Shock Report: The Life of European Jews in Hitler's Time *
Spring's end (introduction p. V)

In December 1943, the Freund family was deported from Theresienstadt. None of the deportees knew where they were being sent, or what had happened to those who had been deported previously. They were told only that they were being sent “to the East.” Their journey took two days crammed and locked into a cattle car. They arrived and were told that they had come to a place called Auschwitz. John writes, “It seemed like another planet.” It was.

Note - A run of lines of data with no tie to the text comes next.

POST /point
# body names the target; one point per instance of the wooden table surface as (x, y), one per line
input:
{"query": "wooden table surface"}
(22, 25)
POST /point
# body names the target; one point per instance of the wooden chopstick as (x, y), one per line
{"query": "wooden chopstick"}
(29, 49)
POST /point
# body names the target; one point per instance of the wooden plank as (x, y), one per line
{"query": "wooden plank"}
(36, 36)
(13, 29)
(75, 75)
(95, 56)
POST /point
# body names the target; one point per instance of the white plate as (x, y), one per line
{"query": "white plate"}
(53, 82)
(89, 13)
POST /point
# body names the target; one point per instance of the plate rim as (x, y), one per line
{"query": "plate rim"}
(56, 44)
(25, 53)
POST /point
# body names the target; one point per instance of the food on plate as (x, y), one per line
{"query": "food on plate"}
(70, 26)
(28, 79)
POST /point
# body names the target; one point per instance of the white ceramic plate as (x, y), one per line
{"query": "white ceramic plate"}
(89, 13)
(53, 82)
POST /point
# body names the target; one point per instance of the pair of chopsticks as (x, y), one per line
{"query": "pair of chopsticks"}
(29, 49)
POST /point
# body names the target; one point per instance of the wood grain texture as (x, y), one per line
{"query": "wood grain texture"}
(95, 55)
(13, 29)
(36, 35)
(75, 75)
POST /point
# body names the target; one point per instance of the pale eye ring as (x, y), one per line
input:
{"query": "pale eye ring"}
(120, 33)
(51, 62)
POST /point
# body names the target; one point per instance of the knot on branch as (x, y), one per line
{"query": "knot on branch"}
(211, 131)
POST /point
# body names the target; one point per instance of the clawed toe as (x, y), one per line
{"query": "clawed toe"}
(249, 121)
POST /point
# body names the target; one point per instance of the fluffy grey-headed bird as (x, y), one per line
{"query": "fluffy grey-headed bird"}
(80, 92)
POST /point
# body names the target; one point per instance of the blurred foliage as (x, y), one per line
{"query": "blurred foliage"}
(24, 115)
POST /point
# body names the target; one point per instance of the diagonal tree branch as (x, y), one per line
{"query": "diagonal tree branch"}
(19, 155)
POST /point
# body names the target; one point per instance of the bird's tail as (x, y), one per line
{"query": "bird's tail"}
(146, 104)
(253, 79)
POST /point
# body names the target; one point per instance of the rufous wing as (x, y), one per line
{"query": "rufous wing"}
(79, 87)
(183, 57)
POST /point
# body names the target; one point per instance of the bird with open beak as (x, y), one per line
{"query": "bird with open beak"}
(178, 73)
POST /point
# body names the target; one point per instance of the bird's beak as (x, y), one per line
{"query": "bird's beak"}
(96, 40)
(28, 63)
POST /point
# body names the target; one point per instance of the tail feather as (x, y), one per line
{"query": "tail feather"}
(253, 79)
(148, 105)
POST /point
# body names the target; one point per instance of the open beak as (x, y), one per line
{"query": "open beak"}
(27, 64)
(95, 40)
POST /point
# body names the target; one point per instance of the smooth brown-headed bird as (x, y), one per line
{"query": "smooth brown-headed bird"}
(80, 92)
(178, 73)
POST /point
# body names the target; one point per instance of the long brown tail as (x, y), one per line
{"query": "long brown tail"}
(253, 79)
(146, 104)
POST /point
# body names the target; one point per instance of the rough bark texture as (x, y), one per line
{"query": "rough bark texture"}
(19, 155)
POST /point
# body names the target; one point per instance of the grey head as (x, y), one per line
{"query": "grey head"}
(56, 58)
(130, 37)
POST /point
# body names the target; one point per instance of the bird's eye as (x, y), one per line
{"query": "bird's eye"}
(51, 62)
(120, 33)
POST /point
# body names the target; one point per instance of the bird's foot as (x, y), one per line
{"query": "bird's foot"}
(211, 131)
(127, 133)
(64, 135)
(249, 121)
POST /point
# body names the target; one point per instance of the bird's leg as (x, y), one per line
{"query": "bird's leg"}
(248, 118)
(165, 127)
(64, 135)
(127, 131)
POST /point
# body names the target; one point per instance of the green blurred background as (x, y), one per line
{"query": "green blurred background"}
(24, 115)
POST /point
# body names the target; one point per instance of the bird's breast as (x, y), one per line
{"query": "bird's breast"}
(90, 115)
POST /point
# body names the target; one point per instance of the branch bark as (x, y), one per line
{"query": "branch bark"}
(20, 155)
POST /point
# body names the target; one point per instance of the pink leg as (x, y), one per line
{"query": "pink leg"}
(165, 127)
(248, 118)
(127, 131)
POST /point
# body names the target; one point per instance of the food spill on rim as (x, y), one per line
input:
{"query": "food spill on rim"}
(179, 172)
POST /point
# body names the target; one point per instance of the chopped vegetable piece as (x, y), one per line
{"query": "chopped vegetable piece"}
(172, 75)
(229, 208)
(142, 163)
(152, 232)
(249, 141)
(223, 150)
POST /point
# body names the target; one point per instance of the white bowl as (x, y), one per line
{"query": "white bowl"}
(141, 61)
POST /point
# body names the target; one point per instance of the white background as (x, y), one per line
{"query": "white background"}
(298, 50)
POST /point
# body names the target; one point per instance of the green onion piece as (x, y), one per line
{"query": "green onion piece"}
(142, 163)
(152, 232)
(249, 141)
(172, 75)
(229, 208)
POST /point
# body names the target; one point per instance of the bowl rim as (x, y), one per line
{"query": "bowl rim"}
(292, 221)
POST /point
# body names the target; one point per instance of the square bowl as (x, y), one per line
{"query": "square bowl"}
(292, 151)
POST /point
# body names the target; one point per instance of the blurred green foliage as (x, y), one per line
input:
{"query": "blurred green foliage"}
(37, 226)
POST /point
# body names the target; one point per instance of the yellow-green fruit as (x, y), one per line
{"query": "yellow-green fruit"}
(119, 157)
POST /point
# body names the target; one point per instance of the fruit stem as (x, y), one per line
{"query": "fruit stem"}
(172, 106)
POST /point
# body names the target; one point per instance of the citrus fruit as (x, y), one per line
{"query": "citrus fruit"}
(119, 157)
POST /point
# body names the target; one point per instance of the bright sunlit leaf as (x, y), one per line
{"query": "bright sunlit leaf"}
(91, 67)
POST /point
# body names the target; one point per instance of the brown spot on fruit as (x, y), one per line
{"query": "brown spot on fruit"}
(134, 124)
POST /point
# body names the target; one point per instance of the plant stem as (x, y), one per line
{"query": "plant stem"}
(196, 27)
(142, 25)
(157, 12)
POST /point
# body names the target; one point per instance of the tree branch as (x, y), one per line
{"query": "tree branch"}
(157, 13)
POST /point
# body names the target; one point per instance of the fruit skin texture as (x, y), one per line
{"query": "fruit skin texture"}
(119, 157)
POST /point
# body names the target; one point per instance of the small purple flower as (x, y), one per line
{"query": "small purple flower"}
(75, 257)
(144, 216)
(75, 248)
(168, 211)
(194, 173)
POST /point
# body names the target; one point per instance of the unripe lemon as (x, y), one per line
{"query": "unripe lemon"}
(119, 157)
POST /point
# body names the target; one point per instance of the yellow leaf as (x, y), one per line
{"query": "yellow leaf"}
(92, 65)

John was thirteen.

 

The Jews who came from Theresienstadt had a different reception from the hundreds of thousands of other Jews who were deported to Auschwitz between the summer of 1942 and November 1944. Rather than the normal routine of facing immediate Selektion after disembarking from the train—the separation of those who were considered able-bodied and therefore capable of work, from the elderly, the infirm and the very young with their mothers to be murdered — the Jews from Theresienstadt were allowed to remain together as families. They were taken to Camp B-IIb in the Birkenau section of Auschwitz, which became known as the Czech Family Camp.

 

The Czech Family Camp had been established at Auschwitz with the arrival of 5,006 Jews from Theresienstadt on September 8, 1943. These Jewish prisoners were kept together and had slightly better conditions than elsewhere in Birkenau. Again, as with Theresienstadt, this was intended by the Nazis as a way to counteract news of the mass murder of Jews that was starting to trickle out to the West. To maintain the lie that they had only been “resettled” in the East, these Czech prisoners were encouraged to write postcards to members of their families still in Czechoslovakia. Of those in the Czech Family Camp who had been there since September, 1,000 died during the winter. Physicians and pairs of twins forced to undergo medical experiments were removed from the group. The rest were killed in the gas chambers on March 7, 1944, six months after their arrival.